School and COVID-19: What it’s been like for area students

School and COVID-19: What it’s been like for area students
Rhonda Edgerton

Wooster Township Elementary School students Lilly Jackson, front, and Pyper Hamilton, behind the divider, with teachers Courtney Ridolfi, left, Andrea Tepe and Julie Miller.


With all the concerns about COVID-19 and the decisions and actions adults have had to take to fight the virus, sometimes what the experience is actually like for students might not be fully appreciated.

“My grandpa was in the hospital, and he died from COVID,” said Lilly Jackson, a fourth-grader at Wooster Township Elementary. “I hope it goes away soon because it is affecting so many people. When we were learning from home, I really missed my friends and teachers. The only good thing was that we got to learn in our PJs.”

“Two of my aunts and uncles had it and my really good friend too,” said Pyper Hamilton, another fourth-grader at Wooster Township.

Hamilton said she is happy to be back in school now, even with all the precautions that are in place.

“Now we have to wear masks all the time and social distance. We have to eat lunch in our classroom, which is not fun. And we have these dividers on our desks, which I also don’t like,” Hamilton said.

Triway Junior High School principal Josh Stutz said while the whole school system from administrators to teachers and all the school staff have done a great job, the kids have maybe been more resilient than everyone else.

“We’ve learned a lot, and that’s what school’s for, right? We just never imagined it would be anything like this,” Stutz said.

Addi Hudson, an eighth-grader at Triway Junior High, said she is looking forward to the day they can put all this behind them. “We just really have to think twice about everything now," she said. "We social distance and wear masks all the time.”

Even though they are back in class in person now, Hudson said many things are different. “We are not allowed to do work on paper anymore. We have to do everything on our Chromebooks,” she said.

Hudson said extracurricular activities are different too. “A lot of our stuff has been canceled or limited somehow,” she said. “I just feel like this is a long process, but how we respond is how we’ll get out of this sooner.”

Another Triway Junior High student, eighth-grader Madeie Blevens, said she had to quarantine when her mother, who works at the hospital, had the coronavirus. “It’s all been pretty intense,” she said.

Blevens is on the cheer squad at Triway and said there have been changes to what they can do.

“We’re only allowed to have four family or close friends come to games,” Blevens said. “And we’re not even allowed to go to away games this year. We’re not able to have dances like we normally would.”

Blevens also is in choir and said the challenge of maintaining social distance and wearing masks is tough. “We are really good about it, but singing though a mask is a lot harder.”

Although students of every age are affected somehow, maybe one of the toughest situations is the challenge high school seniors are facing. For seniors, their final year is supposed to include final sports seasons, band concerts and art shows, school dances, college visits, and graduation ceremonies, all of which have been impacted to various degrees.

Hiland High School senior Emily Troyer is a member of Varsity Singers. “Our musical had to be canceled in November, and we don’t have as many concerts.
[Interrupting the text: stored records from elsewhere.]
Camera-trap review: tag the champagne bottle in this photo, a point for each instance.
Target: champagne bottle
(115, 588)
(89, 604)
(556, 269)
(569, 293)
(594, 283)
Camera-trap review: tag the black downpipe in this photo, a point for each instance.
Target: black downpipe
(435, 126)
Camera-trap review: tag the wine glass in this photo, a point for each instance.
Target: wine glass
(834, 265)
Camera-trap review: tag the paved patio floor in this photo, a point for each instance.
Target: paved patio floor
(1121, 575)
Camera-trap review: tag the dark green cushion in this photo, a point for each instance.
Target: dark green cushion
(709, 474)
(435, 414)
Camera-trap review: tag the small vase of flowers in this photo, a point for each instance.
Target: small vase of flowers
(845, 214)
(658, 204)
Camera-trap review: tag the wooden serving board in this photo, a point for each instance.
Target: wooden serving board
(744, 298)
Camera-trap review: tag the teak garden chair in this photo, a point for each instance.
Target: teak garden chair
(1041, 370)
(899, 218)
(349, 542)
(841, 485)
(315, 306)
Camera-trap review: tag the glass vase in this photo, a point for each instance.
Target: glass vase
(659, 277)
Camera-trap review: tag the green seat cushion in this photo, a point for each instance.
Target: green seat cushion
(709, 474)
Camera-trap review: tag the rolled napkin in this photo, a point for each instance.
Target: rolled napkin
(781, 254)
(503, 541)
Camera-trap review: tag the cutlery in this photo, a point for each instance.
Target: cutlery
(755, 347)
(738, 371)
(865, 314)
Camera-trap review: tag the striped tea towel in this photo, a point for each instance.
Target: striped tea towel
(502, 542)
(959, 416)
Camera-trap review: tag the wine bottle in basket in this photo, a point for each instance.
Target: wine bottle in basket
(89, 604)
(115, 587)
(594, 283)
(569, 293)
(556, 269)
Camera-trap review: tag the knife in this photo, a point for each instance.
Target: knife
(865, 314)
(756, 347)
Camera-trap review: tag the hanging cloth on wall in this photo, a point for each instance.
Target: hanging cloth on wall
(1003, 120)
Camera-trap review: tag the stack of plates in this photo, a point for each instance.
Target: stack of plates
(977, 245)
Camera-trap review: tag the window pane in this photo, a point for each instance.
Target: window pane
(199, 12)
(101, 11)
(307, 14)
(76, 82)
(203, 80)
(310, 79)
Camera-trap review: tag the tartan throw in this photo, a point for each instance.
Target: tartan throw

We’re not able to go to any competitions this year either,” she said.

Troyer said her college visit with Malone University was a virtual one. “I feel like that is one of the big deals of your senior year,” she said. “But like everything else, you need to deal with the frustration somehow. At least I got to meet with other students who are going through the same thing.”

Will Schlabach, another Hiland High School senior, plans to go into pharmacy. “My college tour at Findlay in the fall was a little different. We had to social distance all the time, and we had to stay outside,” he said.

As far as prom and other senior-year traditions, Schlabach is guarded. “I kind of already know they’re probably gonna be canceled, but it sure is still a bummer,” he said.